Sometimes it would be nice to access a Java library directly from Kettle. You might find it useful for validation, lookup or custom cryptography support, just to give a few examples. Sometimes even basic access to data is not as straightforward as getting a file dump or a using a database connection. Some data sources might be encapsulated in an application, and the only way to get your hands on it, is using a custom Java client. This article explains how you can directly utilize your Java classes in Kettle a.k.a. PDI.
NOTE: If you’re using Kettle 4.0 or later, you also have the option to use the new User Defined Java Class step.
The Modified Java Script Value Step
The key to using Java in Kettle transformations is the Modified Java Script Value step. While the name of the step implies that it executes JavaScript only, it is just es well possible to execute Java code. To understand why this is the case we need to notice that the step is implemented using the Rhino JavaScript Engine. Rhino makes it possible to execute JavaScript in a JVM, but also makes it possible for the scripts to access Java classes. To illustrate how this works, let’s look at a simple transformation that uses Java to calculate an MD5 hash for a field. You can download the md5 example transformation, if you like. Previewing the output gives the following picture.

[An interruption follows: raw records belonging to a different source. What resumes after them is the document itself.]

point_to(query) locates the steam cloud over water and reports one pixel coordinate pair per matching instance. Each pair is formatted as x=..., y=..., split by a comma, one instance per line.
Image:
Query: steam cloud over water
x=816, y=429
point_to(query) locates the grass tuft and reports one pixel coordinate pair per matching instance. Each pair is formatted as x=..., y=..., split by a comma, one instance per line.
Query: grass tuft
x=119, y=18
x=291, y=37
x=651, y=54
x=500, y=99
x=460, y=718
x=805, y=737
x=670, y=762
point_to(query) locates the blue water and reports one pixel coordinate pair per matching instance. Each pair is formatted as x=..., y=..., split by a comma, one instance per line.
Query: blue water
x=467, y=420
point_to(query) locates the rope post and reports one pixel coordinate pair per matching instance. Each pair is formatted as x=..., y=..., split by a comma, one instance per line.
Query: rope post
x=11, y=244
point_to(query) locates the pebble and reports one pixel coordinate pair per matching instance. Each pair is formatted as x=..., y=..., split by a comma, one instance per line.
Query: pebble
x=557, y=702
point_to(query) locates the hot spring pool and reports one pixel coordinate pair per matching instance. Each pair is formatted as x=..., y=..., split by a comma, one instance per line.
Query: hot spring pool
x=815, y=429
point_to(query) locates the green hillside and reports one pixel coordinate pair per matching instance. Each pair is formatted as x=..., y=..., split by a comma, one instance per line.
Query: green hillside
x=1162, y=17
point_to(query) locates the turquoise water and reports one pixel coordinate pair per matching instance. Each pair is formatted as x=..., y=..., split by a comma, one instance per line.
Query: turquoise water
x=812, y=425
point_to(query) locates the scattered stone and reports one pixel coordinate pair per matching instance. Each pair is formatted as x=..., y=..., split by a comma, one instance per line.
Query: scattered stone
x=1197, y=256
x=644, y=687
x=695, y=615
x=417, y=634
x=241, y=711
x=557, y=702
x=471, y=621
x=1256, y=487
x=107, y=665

The MD5 calculation is happening in the javascript step. It contains the following code.
// simulate java imports
var MessageDigest = java.security.MessageDigest;
var String = java.lang.String;
var StringBuffer = java.lang.StringBuffer;
var Integer = java.lang.Integer;
// get the md5 digest algorithm
var algorithm = MessageDigest.getInstance("MD5");
// get the input as bytes
var bytes = new String(test_value).getBytes("UTF-8");
// calculate the digest
algorithm.reset();
algorithm.update(bytes);
var md5Digest = algorithm.digest();
// turn the digest into a hex-string representation
var hexString = new StringBuffer();
for (var i = 0; i < md5Digest.length; i++){
var hex = Integer.toHexString(0xFF & md5Digest[i]);
if (hex.length() == 1){
hexString.append('0');
}
hexString.append(hex);
}
// write output value
var md5_hash = hexString.toString().toUpperCase();
Let’s go through this JavaScript section by section.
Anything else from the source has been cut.